Sterling headed for its best week since the end of 2020 on Friday, amid moves by British policymakers to undo some of the market damage caused by last week's tax-slashing, debt-swelling fiscal plan.
The UK currency rose to a fresh one-week high at $1.1222 early in the Asian session, taking it very close to erasing all of the precipitous losses in the aftermath of the new government's so-called mini budget last Friday.
However, the currency pair - also known as cable - slipped later in the session to be 0.17pc lower than Thursday at $1.1100.
That still left sterling on course for a 2.26pc gain for the week, despite plumbing a record low of $1.0327 on Monday.
"The recovery in cable is very eye-catching," said Sean Callow, a strategist at Westpac in Sydney.
"It makes some sense in that UK yields are set to be high for some time, discouraging short positions.
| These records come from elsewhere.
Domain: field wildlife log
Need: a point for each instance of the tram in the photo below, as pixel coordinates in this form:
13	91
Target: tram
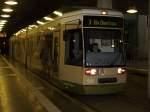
81	51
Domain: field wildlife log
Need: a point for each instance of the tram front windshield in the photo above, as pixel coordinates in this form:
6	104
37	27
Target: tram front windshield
103	47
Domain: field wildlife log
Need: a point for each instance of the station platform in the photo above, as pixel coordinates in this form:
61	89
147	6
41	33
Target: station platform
21	91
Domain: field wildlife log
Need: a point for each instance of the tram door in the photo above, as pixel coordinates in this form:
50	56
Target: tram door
56	37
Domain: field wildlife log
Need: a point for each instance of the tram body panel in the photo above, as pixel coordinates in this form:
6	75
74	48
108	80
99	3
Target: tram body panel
65	55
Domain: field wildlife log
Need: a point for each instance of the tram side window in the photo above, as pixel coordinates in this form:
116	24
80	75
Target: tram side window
73	47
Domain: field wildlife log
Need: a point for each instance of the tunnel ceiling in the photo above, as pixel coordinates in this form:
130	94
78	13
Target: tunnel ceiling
28	11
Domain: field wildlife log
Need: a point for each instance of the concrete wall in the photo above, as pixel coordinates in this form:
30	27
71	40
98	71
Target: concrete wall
142	37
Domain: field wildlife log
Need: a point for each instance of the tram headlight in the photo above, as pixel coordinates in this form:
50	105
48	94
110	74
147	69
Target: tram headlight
91	72
121	70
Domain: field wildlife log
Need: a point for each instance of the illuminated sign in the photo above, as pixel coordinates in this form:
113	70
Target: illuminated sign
103	21
2	34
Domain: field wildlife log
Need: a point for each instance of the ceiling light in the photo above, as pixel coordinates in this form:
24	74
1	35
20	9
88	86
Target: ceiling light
132	11
11	2
58	13
5	16
33	26
3	21
7	10
48	18
40	22
2	25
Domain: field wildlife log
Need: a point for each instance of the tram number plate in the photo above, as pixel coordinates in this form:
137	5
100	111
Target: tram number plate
107	80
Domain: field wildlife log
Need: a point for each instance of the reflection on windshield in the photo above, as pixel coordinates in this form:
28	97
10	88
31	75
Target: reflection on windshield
103	47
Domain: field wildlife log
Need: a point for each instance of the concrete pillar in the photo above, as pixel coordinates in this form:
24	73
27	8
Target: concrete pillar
149	50
104	4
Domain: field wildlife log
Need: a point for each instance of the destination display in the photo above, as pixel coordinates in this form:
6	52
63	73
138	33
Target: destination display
102	21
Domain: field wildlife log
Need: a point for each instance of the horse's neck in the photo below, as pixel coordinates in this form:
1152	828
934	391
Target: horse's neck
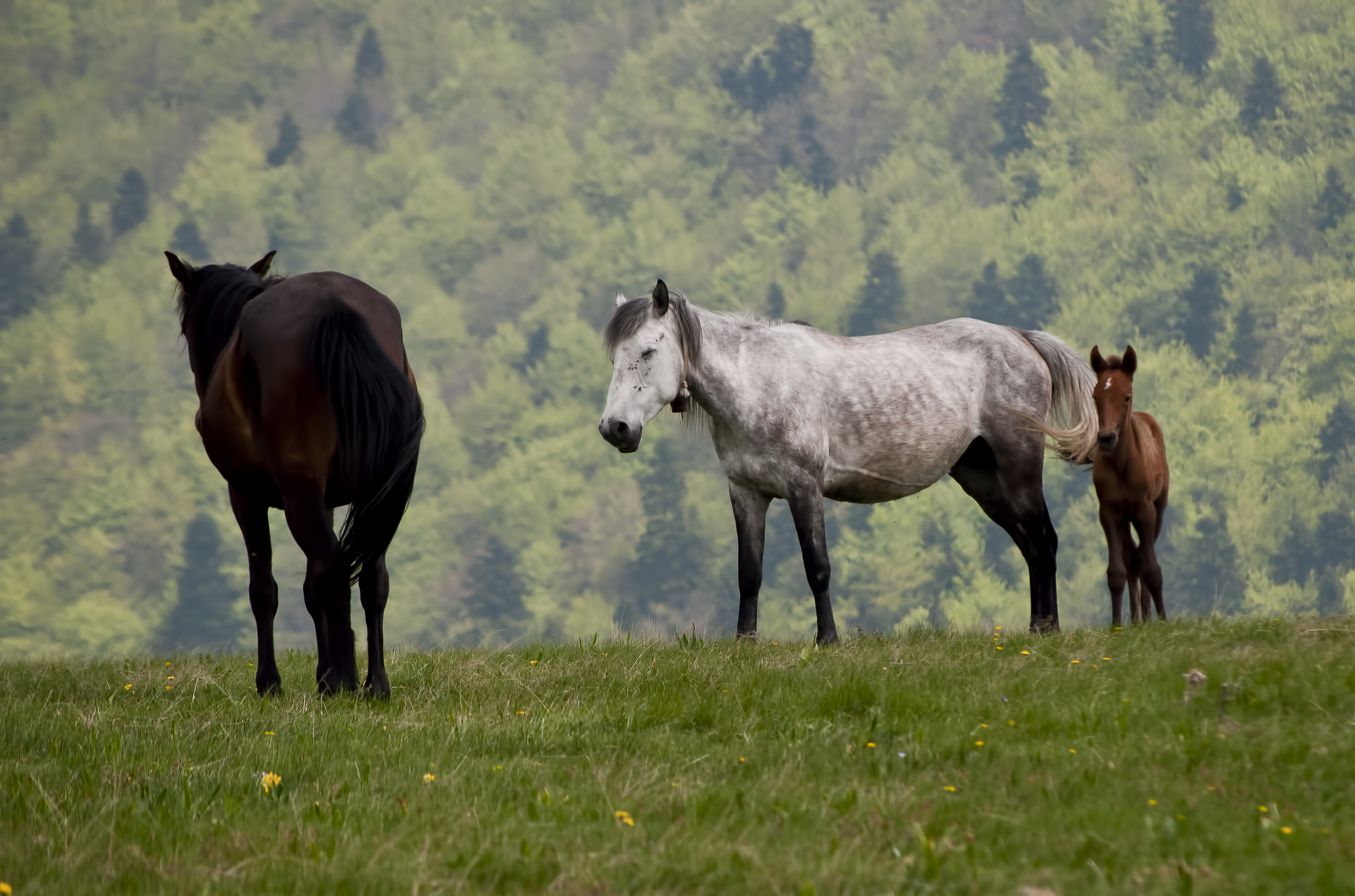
714	379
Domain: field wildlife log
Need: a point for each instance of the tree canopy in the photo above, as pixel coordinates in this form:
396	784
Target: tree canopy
1170	175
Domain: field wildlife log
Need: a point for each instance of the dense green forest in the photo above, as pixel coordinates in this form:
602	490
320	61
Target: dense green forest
1177	174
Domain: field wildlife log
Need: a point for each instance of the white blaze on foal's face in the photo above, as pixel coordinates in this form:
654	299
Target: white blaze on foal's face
647	375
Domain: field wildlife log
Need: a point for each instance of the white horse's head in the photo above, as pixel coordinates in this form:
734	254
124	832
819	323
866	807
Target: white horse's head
651	342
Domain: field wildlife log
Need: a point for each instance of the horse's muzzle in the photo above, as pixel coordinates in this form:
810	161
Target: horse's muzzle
620	434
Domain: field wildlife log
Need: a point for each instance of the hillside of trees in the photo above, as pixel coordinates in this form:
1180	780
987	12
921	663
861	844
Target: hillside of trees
1177	174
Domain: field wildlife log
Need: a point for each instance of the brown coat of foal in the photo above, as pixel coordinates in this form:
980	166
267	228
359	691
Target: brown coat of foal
1129	471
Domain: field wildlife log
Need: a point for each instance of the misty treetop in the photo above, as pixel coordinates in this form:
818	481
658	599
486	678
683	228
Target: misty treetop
1173	174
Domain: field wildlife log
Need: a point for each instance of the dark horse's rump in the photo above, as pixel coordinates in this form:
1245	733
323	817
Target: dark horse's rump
307	402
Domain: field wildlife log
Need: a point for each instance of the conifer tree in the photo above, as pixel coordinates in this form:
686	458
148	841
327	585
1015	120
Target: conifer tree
1033	292
18	280
990	297
881	299
1022	103
1335	202
1265	99
354	122
87	238
776	302
289	141
205	615
1193	34
372	62
1204	300
495	589
187	240
132	204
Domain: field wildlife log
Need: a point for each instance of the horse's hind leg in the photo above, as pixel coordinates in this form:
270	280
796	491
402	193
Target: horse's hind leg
375	586
807	509
1007	485
252	517
751	525
325	589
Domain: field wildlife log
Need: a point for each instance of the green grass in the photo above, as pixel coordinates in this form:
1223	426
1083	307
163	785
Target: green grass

But with the UK already running very large current account deficits, we doubt there is much more upside in sterling."
Overnight, the British pound jumped 2.13pc as the Bank of England (BoE) conducted a second day of bond buying to stabilise markets, sending gilt yields higher.
Meanwhile, British Prime Minister Liz Truss and finance minister Kwasi Kwarteng will meet the head of the country's independent fiscal watchdog, the Office for Budget Responsibility (OBR), on Friday to discuss the budget forecast process.
Truss vowed to stick with the controversial plans on Thursday, in her first comments since the turmoil erupted in markets.
The OBR's involvement is "alleviating fears within the markets of the so-far uncosted fiscal package, helping support GBP," said Tapas Strickland, head of market economics at National Australia Bank.
"A hot German CPI print also serves as a reminder of the inflation situation in Europe - and globally - and that central banks need to remain hawkish. In such a light, the BoE's decision on Wednesday to purchase bonds should not be read as a pivot," Strickland added.
Data on Thursday showed German inflation at its highest in more than a quarter of a century, driven by high energy prices, with analysts warning that the energy crisis has yet to make itself fully felt.
The reading suggests the figure for the wider 19-country euro zone, due on Friday, is also likely to exceed economists' forecasts.
Markets are fully priced for another 75 basis point hike by the ECB next month, with 1-in-3 odds for a full percentage point bump.
For the BoE, traders predict 125 basis points of tightening in early November, with small odds for a 150 basis-point increase.